Le merci colpite dai nuovi dazi
Il provvedimento spazia dall'acciaio ai prodotti lattiero-caseari, fino all'elettronica e alla pasta di legno. Secondo il governo di Ottawa, la misura compensa "al dollaro quasi" l'impatto economico subito dalle merci canadesi colpite dai provvedimenti statunitensi varati lo scorso 22 agosto.
Lo scontro commerciale tra i due vicini
Lo scontro commerciale tra i due vicini ha raggiunto livelli senza precedenti dopo che il 21 agosto il primo ministro canadese Mark Carney ha interrotto i negoziati con la Casa Bianca. L'ex banchiere centrale ha accusato gli Stati Uniti di voler imporre un accordo "ingiusto" con l'obiettivo finale di trasformare il Canada in una "filiale" e "distruggere" la sua industria, in particolare quella automobilistica. Carney ha inoltre chiamato in causa le condizioni poste da Washington sulla lingua francese, tema politicamente sensibile in Canada. Secondo il premier, il progetto di accordo avrebbe messo in discussione la presenza dei media francofoni online e l'obbligo dell'etichettatura bilingue dei prodotti. La Casa Bianca ha negato che la questione sia mai stata una "linea rossa".
Trump: "Stop alla vendita di aerei Bombardier negli Usa, devono produrre qui"
Il presidente degli Stati Uniti Donald Trump ha avvertito che l'azienda canadese Bombardier, che produce aerei, non potrà vendere i propri prodotti negli Stati Uniti a meno che non inizi a fabbricarli nel Paese. "Basta vendere prodotti Bombardier negli Stati Uniti!

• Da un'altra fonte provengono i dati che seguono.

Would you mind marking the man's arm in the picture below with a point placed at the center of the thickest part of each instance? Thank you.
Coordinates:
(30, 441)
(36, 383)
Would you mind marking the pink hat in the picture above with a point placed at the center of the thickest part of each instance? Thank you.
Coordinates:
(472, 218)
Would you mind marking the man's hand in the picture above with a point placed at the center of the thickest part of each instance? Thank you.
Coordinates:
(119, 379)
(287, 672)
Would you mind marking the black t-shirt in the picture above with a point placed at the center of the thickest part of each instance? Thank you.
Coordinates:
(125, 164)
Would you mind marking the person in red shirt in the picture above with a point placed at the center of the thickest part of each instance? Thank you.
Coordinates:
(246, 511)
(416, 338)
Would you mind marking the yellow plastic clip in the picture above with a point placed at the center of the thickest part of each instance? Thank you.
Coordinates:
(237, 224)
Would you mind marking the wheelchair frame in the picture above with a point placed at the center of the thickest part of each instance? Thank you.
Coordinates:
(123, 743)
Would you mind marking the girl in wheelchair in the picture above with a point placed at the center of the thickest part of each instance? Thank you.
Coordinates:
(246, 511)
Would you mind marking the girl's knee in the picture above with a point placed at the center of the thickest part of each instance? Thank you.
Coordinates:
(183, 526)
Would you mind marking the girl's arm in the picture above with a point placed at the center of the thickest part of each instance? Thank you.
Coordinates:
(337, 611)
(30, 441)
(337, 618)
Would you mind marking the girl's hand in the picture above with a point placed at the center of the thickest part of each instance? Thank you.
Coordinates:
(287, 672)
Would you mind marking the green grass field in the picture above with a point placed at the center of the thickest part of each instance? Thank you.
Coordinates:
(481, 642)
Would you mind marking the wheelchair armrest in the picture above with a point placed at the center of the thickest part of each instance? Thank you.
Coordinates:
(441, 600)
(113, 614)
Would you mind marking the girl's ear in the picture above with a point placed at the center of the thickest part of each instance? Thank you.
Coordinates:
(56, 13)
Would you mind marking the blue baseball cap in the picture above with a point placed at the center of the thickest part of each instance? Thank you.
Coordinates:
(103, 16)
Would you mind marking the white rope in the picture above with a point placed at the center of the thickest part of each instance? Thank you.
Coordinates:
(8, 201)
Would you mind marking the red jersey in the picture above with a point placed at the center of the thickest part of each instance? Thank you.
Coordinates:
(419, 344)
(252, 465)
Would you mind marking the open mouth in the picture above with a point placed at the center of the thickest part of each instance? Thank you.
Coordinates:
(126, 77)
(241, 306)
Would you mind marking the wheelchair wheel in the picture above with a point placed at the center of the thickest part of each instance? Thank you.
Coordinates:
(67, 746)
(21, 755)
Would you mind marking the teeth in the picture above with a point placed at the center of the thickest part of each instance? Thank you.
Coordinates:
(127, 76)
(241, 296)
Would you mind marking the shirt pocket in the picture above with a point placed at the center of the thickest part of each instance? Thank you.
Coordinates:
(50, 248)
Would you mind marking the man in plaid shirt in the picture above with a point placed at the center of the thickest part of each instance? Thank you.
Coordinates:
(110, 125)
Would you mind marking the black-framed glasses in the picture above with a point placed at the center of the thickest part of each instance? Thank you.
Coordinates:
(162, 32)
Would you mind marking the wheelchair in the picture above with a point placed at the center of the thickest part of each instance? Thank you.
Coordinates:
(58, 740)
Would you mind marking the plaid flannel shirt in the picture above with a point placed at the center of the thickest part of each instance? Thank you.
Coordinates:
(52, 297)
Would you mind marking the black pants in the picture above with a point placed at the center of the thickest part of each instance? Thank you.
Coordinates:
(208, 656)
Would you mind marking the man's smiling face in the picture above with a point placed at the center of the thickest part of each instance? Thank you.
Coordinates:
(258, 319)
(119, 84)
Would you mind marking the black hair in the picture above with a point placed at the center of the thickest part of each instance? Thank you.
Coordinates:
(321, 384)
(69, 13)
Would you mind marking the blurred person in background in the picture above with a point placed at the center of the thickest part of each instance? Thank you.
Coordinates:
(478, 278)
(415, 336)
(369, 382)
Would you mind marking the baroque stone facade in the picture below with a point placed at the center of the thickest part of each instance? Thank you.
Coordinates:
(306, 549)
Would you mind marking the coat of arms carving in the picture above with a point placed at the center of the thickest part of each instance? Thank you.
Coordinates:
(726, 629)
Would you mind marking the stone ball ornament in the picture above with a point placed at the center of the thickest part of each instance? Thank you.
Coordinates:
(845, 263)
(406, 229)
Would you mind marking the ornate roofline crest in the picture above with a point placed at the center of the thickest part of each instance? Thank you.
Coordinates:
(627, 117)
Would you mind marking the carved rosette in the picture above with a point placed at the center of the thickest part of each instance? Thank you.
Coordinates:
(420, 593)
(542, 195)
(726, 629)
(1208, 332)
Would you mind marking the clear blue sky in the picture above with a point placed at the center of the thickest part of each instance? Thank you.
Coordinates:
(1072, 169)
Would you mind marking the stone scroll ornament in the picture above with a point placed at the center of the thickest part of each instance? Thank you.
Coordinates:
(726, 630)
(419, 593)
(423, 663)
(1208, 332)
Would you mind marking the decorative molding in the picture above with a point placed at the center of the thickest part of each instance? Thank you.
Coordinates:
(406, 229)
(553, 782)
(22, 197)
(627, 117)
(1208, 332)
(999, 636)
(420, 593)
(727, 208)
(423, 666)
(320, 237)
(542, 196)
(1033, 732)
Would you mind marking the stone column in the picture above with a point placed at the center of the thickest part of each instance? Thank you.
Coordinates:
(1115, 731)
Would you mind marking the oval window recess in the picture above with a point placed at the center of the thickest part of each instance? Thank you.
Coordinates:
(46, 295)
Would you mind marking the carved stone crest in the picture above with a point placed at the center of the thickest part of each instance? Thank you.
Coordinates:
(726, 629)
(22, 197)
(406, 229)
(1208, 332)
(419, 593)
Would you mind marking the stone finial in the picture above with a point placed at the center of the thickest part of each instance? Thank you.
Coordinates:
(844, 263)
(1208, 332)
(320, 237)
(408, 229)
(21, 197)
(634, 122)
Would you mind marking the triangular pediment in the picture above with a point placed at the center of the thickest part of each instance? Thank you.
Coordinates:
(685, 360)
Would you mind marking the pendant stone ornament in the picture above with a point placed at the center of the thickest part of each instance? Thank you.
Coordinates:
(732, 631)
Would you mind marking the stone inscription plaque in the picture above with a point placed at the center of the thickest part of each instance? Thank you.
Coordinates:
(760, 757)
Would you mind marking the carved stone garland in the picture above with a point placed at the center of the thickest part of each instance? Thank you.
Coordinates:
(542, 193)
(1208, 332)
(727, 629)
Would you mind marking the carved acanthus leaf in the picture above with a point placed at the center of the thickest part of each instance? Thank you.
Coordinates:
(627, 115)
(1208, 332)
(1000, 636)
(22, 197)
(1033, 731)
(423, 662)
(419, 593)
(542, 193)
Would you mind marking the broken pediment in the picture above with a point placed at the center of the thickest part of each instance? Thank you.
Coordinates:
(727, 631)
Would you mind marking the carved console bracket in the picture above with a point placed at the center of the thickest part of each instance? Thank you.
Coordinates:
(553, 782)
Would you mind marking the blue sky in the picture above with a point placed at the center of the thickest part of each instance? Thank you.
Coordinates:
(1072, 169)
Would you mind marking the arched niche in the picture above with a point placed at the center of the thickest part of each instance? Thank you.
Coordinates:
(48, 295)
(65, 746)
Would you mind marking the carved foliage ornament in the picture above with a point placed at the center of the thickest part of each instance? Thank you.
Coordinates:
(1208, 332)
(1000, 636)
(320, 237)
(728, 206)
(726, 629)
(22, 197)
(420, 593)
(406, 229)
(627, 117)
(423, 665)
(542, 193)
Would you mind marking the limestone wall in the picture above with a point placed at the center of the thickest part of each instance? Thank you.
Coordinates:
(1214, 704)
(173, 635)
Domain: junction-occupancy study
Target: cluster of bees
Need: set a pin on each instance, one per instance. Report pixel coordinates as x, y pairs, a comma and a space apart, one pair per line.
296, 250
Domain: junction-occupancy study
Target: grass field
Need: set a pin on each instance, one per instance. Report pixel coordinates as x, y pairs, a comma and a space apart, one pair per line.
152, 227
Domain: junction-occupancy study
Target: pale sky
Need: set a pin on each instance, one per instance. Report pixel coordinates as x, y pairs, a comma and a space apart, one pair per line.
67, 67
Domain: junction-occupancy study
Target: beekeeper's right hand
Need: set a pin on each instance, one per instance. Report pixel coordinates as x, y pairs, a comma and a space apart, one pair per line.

I loro prodotti non sono abbastanza buoni! (...). Se vogliono il nostro mercato, devono produrre qui e smettere di trattare gli Stati Uniti come un salvadanaio", ha scritto il presidente sul suo social network, Truth.
Secondo Trump, i prodotti Bombardier "non sono abbastanza buoni" e oltre il 50% dei ricavi dell'azienda proviene dagli Stati Uniti: "Vivono alle spalle degli acquirenti, delle aziende, degli aeroporti e dei servizi americani, mentre il Canada blocca le nostre grandi banche e imprese in tutto il Paese (...). È assolutamente ingiusto e sleale!". Le dichiarazioni di Trump arrivano poche ore prima dell'entrata in vigore dei dazi canadesi, fino al 50%, sui prodotti statunitensi.